GÜÇLÜ MUHALEFET OLUŞTURULMALI
Bir yönetim krizi olduğunu ifade eden Gönül Kural Şimşek, “Yönetebilir durumunu da, birazcık aslında belki muhalefetin dağınıklığıyla açıklamak gerekiyor. Aslında işçiler, emekçiler, işte kadınlar, gençler, ezilenler, halk çok ciddi bir yoksulluk yaşıyor. Şu anda asgari ücret, yoksulluk ve açlık sınırının altında. Özellikle emekliler, asgari ücretin de altında bir ücretli büyük bir kısmı 7.500 TL biliyorsunuz. 7.500 TL ücretle geçinmek zorunda kalıyor. Bu aslında en çok bu ülkede ezilenlerin, yoksulların, emekçilerin tam da bu bütçe görüşmeleri döneminde bir araya gelip aslında seslerine daha yüksek duyulmasının ne kadar önemli olduğunu bir kez daha ortaya koyuyor. Bunun sebebi belki bu kesimlerin şimdiye kadar önceki bütçede dahil, ortak bir birliktelik oluşturamaması.
Belki parçalı parçalı tepkiler var ama güçlü bir şekilde bir muhalefet oluşturulamaması, bütçeden paylarını istemek için güçlü bir ses çıkartamamasından kaynaklı olduğunu düşünüyorum. Emekçilere daha çok yoksulluk ve kötü koşullar dayatılıyor. Burada da tabi ki özellikle de burada dini kullandığı için bu dönem Diyanet’e ciddi bir bütçe aktarıldığını görüyoruz. Aynı zamanda bunun dışında dediğiniz gibi ülkede yine kutuplaştırma yaratarak ülkedeki çok sorunun üzerine kaşıyarak halkı ayrıştırarak aslında yönetimini devam ettirme için de bir malzeme oluşturuyor. Bankalar ve şirketler karlarını ciddi anlamda büyütmüş aslında yüzde yüzlerin üzerinde kar etmiş. Ama emekçilere baktığımızda maaşlar, erimiş ve alım gücü daha da kötüleşmiş ve bundan sonraki süreçte de böyle olacak gibi görünüyor” diye konuştu.
HERKES MÜCADELENİN PARÇASI OLMALI
KESK olarak ‘emekten ve halktan yana bir bütçe istiyoruz’ şiarıyla çalışmalara başladıklarını hatırlatan Gönül Kural, başta işçiler, emekçiler olmak üzere toplumun en geniş kesimlerine ulaşmak istediklerinin vurgusunu yaptı. İstanbul ve Amed’de mitingler yapacaklarını da duyuran Şimşek, sözlerini şöyle noktaladı: “Bölge mitingleri ve diğer büyük illerde miting gibi kitlesel basın açıklamaları yapacağız.
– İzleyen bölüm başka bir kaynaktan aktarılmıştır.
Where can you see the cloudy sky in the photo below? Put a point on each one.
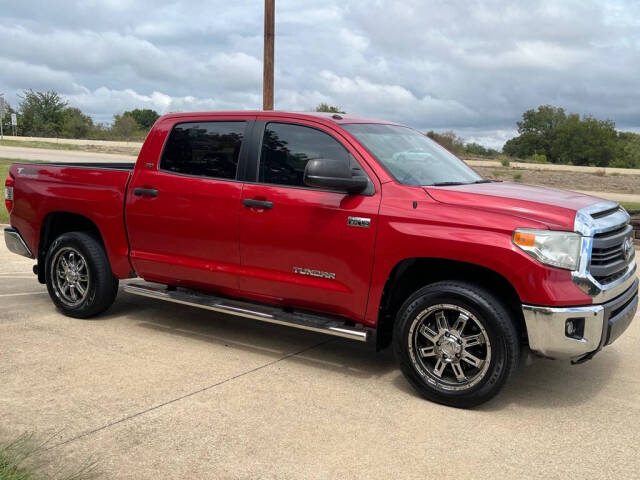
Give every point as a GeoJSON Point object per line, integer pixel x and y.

Bütçeye emekçilerin her gün bütçeden payının küçüldüğünü anlatacağız ve hangi sendikaya bağlı olursa olsun bütün emekçileri, işçileri bu mücadeleye davet edeceğiz. Aslında bu bütün halkın sorunu bütçe sorunu, onun için de aynı zamanda siyasi partileri ziyaret edeceğiz.
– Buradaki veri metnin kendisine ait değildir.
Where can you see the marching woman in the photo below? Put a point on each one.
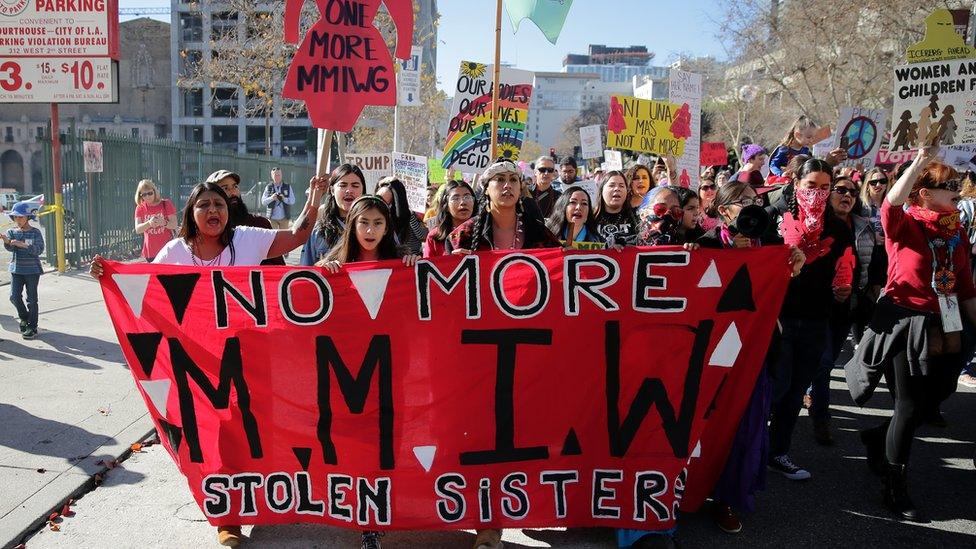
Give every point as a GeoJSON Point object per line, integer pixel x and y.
{"type": "Point", "coordinates": [572, 220]}
{"type": "Point", "coordinates": [346, 184]}
{"type": "Point", "coordinates": [501, 223]}
{"type": "Point", "coordinates": [616, 220]}
{"type": "Point", "coordinates": [807, 221]}
{"type": "Point", "coordinates": [456, 206]}
{"type": "Point", "coordinates": [914, 339]}
{"type": "Point", "coordinates": [207, 239]}
{"type": "Point", "coordinates": [745, 468]}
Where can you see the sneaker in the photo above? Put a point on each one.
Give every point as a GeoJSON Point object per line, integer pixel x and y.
{"type": "Point", "coordinates": [726, 518]}
{"type": "Point", "coordinates": [229, 536]}
{"type": "Point", "coordinates": [785, 466]}
{"type": "Point", "coordinates": [371, 540]}
{"type": "Point", "coordinates": [967, 380]}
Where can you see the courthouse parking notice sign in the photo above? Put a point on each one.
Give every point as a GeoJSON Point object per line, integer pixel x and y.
{"type": "Point", "coordinates": [525, 389]}
{"type": "Point", "coordinates": [59, 51]}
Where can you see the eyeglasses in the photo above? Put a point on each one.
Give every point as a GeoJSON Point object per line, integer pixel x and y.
{"type": "Point", "coordinates": [747, 202]}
Emekli dernekleri, emek meslek örgütleri, halkı bu bütçeden etkilenen en geniş kesimi bu çalışmanın bir parçası yapmak için, bu mücadelenin bir parçası yapmak için herkese buradan da çağrı yapalım. Biz ciddi anlamda bu bütçeye dair güçlü bir ses çıkartırsak, iktidarı ancak o şekilde geriletebiliriz. İşçiler, emekçiler, güçlü bir mücadele platform oluşturduğu zaman aslında sermaye kısmi olarak bazı alanlarda emekçilere kısmi iyileştirmeler yapmış ama bu mücadele biraz işçi, emekçi kesiminin mücadelesiyle ilgili bir şey. Bunu büyüterek biz de elimizden geldiğince örgütlü olduğumuz alanlarda ve en geniş kesimle bu mücadeleyi büyütmeye çalışacağız. Buradan bütün siyasi partilere emek meslek örgütlerine, işlere, emekçilere, gençlere, kadınlara, emeklere sesleniyoruz. Bütçeden payımızı istiyoruz. Bunun için de bu mücadelenin bir parçası olalım.”